|I guess I’ll never understand how publishers pick titles for romance novels. Take Desert Heat, for example, which does not take place in the desert. Wouldn’t it be more descriptive to name it Rodeo Heat or something like that?
Patience Sinclair is happy to be leaving Boston for the summer touring with a rodeo. Tyler Stanfield, a former boyfriend, has been stalking her, and she’s glad to be getting away. She’s made arrangements to buy a travel trailer and share living quarters with Shari Wills, a rodeo barrel racer. Patience is writing her Ph.D. dissertation on some unspecified topic related to women in rodeos in the past and present. A relative has sent her a volume of her great-grandmother’s journal; Adelaide Whitcomb had been an early rodeo performer. As soon as she gets her degree, Patience will start work as assistant professor of history at a New England college.

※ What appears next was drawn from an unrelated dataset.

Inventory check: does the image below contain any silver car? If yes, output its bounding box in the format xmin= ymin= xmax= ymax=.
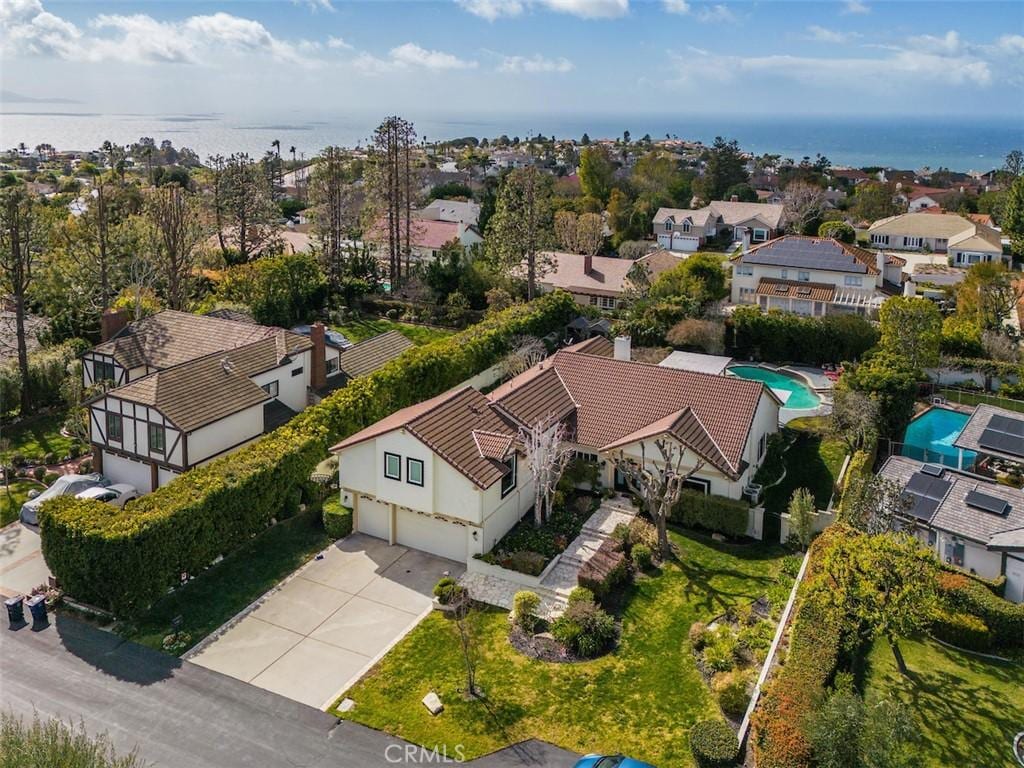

Dallas Kingman is the current World Champion All-Around Cowboy. He takes an immediate dislike to Patience jumping to the conclusion that she’s another “buckle bunny” out to hook up with a rodeo star. Dallas’s uncle Charlie Carson is the owner of the rodeo company. Lately he’s had a run of bad luck both on the road and at home on his ranch in Texas. It seems to be coincidental, but it may jeopardize the future of the company. As it continues, it seems possible that Tyler Stanfield could be behind it.
Patience (called ‘P.J.’ by some members of the rodeo company) finds the rodeo life exciting and is unable to ignore Dallas’s appeal in spite of his cold manner towards her. Dallas slowly discovers there’s more to Patience than he’d first believed. As the rodeo company travels from rodeo to rodeo across the western United States, Dallas and Patience become involved. But how can a rodeo cowboy and a history professor have a future?
This is the second novel with one of the Sinclair sisters as the heroine, but it stands well on its own. What doesn’t fare so well is the course of the narrative. For much of the book, the story can be summarized as cowboys and cowgirls perform in a rodeo, the company hits the road, cowboys and cowgirls perform in another rodeo. The pace of the story bogs down quickly.
What does work well is the sexual tension. In spite of their first impressions and against their better judgment, Patience and Dallas are strongly attracted to each other.
She turned back to the arena just as a boot slammed down on the fence rail beside her. Spurs jingled, fringe slapped against a man’s long leg. She looked up and for an instant, she simply felt drenched in cowboy–there was no other way to describe it.
It’s not hard to believe they’re really falling in love, not just lust. It’s gratifying when they move beyond their initial antipathy and the conflict between them becomes the basic differences between city girl and country boy. A secondary romance between Shari Wills and another rodeo cowboy underscores the theme – it’s not only the city girl heroine who is having trouble reconciling rodeo life to what she wants for the rest of her life.
The mystery subplot is another strong aspect of Desert Heat. It builds slowly and is better crafted than some in other romances. The identity of the bad guys isn’t telegraphed long in advance of the climactic scene.
In the final quarter of the book, the pace picks up, and Patience and Dallas shake off their stereotypical origins and come alive. The final resolution of their competing life styles is realistic and satisfying. It’s unfortunate the same energy isn’t present from the beginning because Desert Heat would be a much better book if it did. As it is, I predict that some readers will become bored and opt out before the good part. For those who don’t mind a long, slow start, this could be a good choice.